Das DNS, das Domain-Name-System, sorgt dafür, dass man mit symbolischen Namen, die mit den Internet-Domains, also alles, was hinten so auf .com, .de, .edu und so weiter endet, zusammenhängt, damit man diese symbolischen Namen verwenden kann, statt immer die IP-Adresse einzugeben. Wenn Ihr also auf meine Webseite unter www.danisch.de geht, dann sagt dieses DNS dem Browser, welche IP-Adresse zu „www.danisch.de“ gehört. Über den sogenannten A-Record (beim alten IPv4) oder den AAAA-Record (beim neuen IPv6). Und wenn Ihr mir eine Mail an meine Mailadresse schickt, dann sagt dieses DNS Eurem Mailsystem, und zwar über den sogenannten MX-Record, unter welcher IP-Adresse man den Mailserver (meinen) für die Domain danisch.de (das rechts vom Klammeraffen @ in der Mailadresse) findet, damit man da auch was hinschicken kann.

Wie funktioniert das nun?

Grob (und etwas vereinfacht) gesagt, gibt es drei Arten von Teilnehmern an diesem DNS. Wobei ich da einen nochmal in zwei unterscheide oder den alts vierte Art führen könnte. Ich erkläre die jetzt.

Aufbau von Domainnamen

Zunächst mal muss man verstanden haben, dass diese Domainnamen hierarchisch sind, und die Wurzel bzw. höhere Ebene ungewöhnlicherweise rechts steht. Hat man also einen Hostnamen wie www.danisch.de, dann ist der in der Hierarchie unter danisch.de und danisch.de unter der für Deutschland de und de unter … ja, worunter ist das dann eigentlich?

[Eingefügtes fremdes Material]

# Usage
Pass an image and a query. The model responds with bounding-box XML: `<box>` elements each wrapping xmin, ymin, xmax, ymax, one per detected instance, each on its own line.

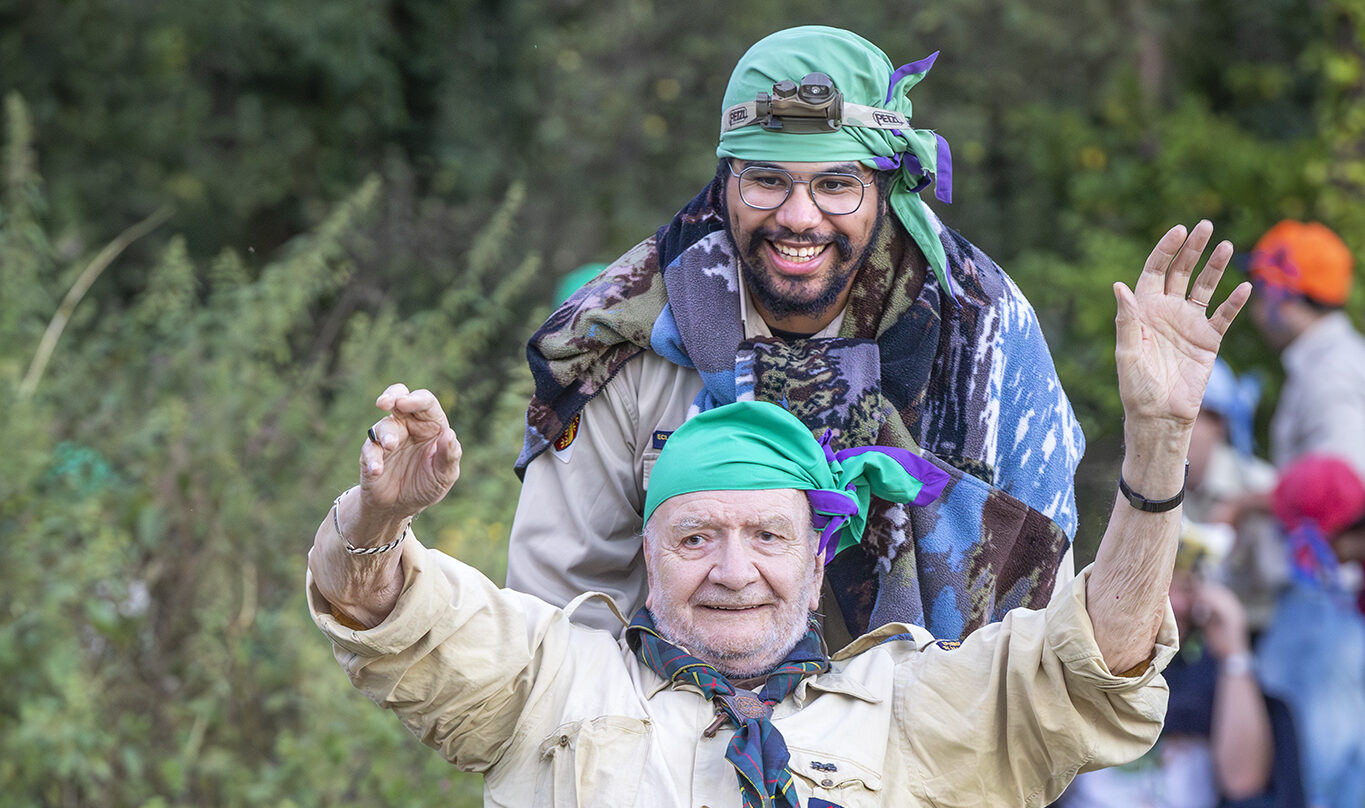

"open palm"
<box><xmin>1114</xmin><ymin>221</ymin><xmax>1252</xmax><ymax>423</ymax></box>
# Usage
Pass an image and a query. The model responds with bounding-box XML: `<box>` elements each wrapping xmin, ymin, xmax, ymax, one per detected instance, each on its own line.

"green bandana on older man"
<box><xmin>644</xmin><ymin>401</ymin><xmax>949</xmax><ymax>562</ymax></box>
<box><xmin>715</xmin><ymin>26</ymin><xmax>957</xmax><ymax>299</ymax></box>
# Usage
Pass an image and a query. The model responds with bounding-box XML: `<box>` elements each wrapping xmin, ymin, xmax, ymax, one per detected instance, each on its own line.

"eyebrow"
<box><xmin>667</xmin><ymin>512</ymin><xmax>797</xmax><ymax>534</ymax></box>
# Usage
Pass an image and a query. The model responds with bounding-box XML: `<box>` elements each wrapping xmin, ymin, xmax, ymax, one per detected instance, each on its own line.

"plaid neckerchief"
<box><xmin>625</xmin><ymin>609</ymin><xmax>830</xmax><ymax>808</ymax></box>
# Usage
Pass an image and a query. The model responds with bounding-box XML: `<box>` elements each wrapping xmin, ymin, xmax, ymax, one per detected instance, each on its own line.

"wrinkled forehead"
<box><xmin>650</xmin><ymin>489</ymin><xmax>811</xmax><ymax>535</ymax></box>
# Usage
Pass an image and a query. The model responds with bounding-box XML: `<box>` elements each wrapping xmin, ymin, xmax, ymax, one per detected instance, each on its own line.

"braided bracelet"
<box><xmin>332</xmin><ymin>491</ymin><xmax>412</xmax><ymax>556</ymax></box>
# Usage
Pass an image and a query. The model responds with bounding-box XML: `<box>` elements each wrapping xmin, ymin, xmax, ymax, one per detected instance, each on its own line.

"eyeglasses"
<box><xmin>726</xmin><ymin>162</ymin><xmax>875</xmax><ymax>216</ymax></box>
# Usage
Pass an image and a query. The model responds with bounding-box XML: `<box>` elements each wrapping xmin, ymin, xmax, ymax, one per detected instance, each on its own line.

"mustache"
<box><xmin>744</xmin><ymin>227</ymin><xmax>853</xmax><ymax>262</ymax></box>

Dazu jetzt Geheim- und Insiderwissen. Eigentlich ist ein Name wie www.danisch.de zwar üblich, aber unvollständig, weil immer dann, wenn am Ende kein Punkt ist, noch die default-Domain probeweise drangehängt wird. Wenn Ihr also einer Firma mit der Domain beispiel.de seid, könntet ihr dort auch einfach www statt www.beispiel.de schreiben. Weil immer dann, wenn kein Punkt am Ende ist, noch die Default-Domain angehängt wird, um erst mal da zu suchen. Bei Rechnern, die das genau nehmen, könnte www.danisch.de also dann, wenn ich das in meinem Netzwerk mache, auf www.danisch.de.danisch.de rauslaufen. Deshalb sind die Browser und so weiter alle so gebaut, dass die diese vereinfachte Darstellung richtig behandeln, aber eigentlich heißt der Name richtig www.danisch.de. mit einem Punkt am Ende. Der nämlich zeigt an: Ende, Fertig, kommt nix mehr.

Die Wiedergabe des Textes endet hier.